My focus is workflow conversion. I would interview users to understand why they chose an unsanctioned tool, map the AS-IS workflow, classify data and output, then design a sanctioned TO-BE path that preserves the productivity benefit. For BA work, that means turning policy into concrete requirements: allowed data classes, review triggers, records retention, output verification, exception handling and success metrics.
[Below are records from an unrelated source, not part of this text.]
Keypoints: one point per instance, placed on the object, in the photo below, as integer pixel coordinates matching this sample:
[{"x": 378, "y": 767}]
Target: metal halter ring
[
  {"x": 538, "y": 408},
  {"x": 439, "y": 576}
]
17.5 Risk / Compliance version

The key is risk-tiered governance with evidence. I would define prohibited uses, high-risk review triggers, data handling rules, citizen developer guardrails, exception authority and monitoring KRIs. For financial services, I would pay special attention to PII leakage, conduct risk, records retention, third-party exposure, model-risk misuse, auditability and customer harm.

18. Common Pitfalls

PitfallConsequenceBetter approach
Treating all shadow AI as misconductusers hide the behavior and governance loses visibilitystart with workflow demand and risk tiering
Publishing a ban without approved alternativesproductivity need remains unmetprovide catalog and intake routes
Ignoring low-code and SaaS embedded AIcitizen tools become untracked production systemsregister apps and review connectors
Relying only on trainingsensitive data still movescombine literacy, DLP, gateway and monitoring
Over-gating low-risk useemployees bypass slow processself-service for low-risk tiers
Under-gating customer workflowscustomer harm and audit gapsformal gates for Tier 3/Tier 4
No platform migration backlogevery discovery becomes manual caseworkconvert repeated demand into golden paths
No exception expirytemporary deviations become permanent shadow policytime-box exceptions and monitor aging
Dashboard counts only violationsmanagement misses unmet demandshow demand, migration, adoption and risk reduction

19. Final Principle

The goal is not an AI-free enterprise.

The goal is an enterprise where employees can safely use AI for real work because:

  • the approved paths are easy to find,
  • the data boundaries are clear,
  • high-risk workflows have appropriate friction,
  • citizen developers can build inside guardrails,
  • useful shadow demand becomes platform capability,
  • prohibited behavior is blocked and remediated,
  • and management can see risk, value, adoption and evidence in one operating system.

Shadow AI maturity is reached when discovery no longer feels like policing and migration no longer feels like punishment. It becomes a product feedback loop for building safer, better AI pathways.